Caliban

Caliban is a tool for developing research workflow and notebooks in an isolated Docker environment and submitting those isolated environments to Google Compute Cloud.

Caliban makes it astonishingly easy to develop and execute code locally, and then ship the exact same code up to a Cloud environment for execution on Big Iron machines.

To get started:

see the Installation section below, then
visit the short tutorial at the "Getting Started" section.
Next steps for exploration are outlined at "What Next?", and
the Overview provides some more flavor on the various subcommands that Caliban provides.

Full documentation for Caliban lives at Read The Docs.

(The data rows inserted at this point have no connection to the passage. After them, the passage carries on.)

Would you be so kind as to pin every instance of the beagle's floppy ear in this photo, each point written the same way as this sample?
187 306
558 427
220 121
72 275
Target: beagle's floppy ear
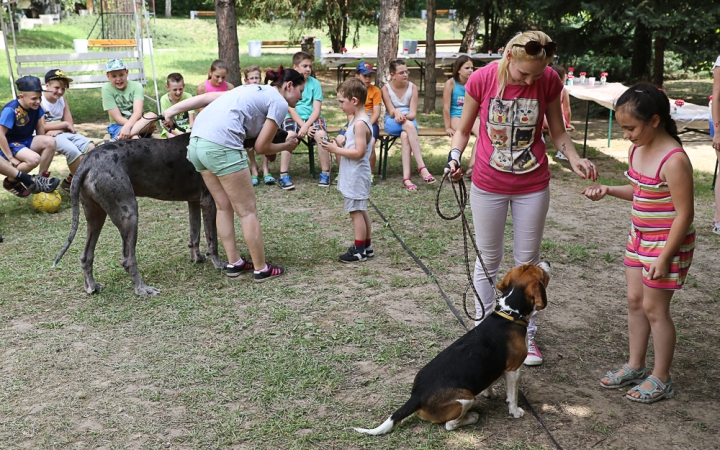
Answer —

“Be not afeard; the isle is full of noises,
Sounds, and sweet airs, that give delight and hurt not.
Sometimes a thousand twangling instruments
Will hum about mine ears; and sometime voices,
That, if I then had waked after long sleep,
Will make me sleep again: and then, in dreaming,
The clouds methought would open, and show riches
Ready to drop upon me; that, when I waked,
I cried to dream again.”

-- Shakespeare, The Tempest

Installation and Prerequisites

Caliban lives on PyPI, so installation is as easy as:

pip install -U caliban

If you want to make Caliban available globally, we recommend installing via pipx. Get pipx installed, and then run:

pipx install caliban

To run any commands, you'll need to install Docker, and make sure your Python version is >= 3.7.0:

$ python --version
Python 3.7.7

On a Mac, install python and Docker, and check if your installation is working by navigating to some empty folder and running:

$ caliban --help
usage: caliban [-h] [--helpfull] [--version]
               {shell,notebook,build,run,cloud,cluster,status,stop,resubmit}
               ...

Our more detailed Getting Started documentation has instructions for Linux boxes, nvidia-docker setup and Google Cloud credential configuration. Armed with these tools you'll be able to run scripts locally using a your GPU or submit caliban-dockerized jobs to Cloud.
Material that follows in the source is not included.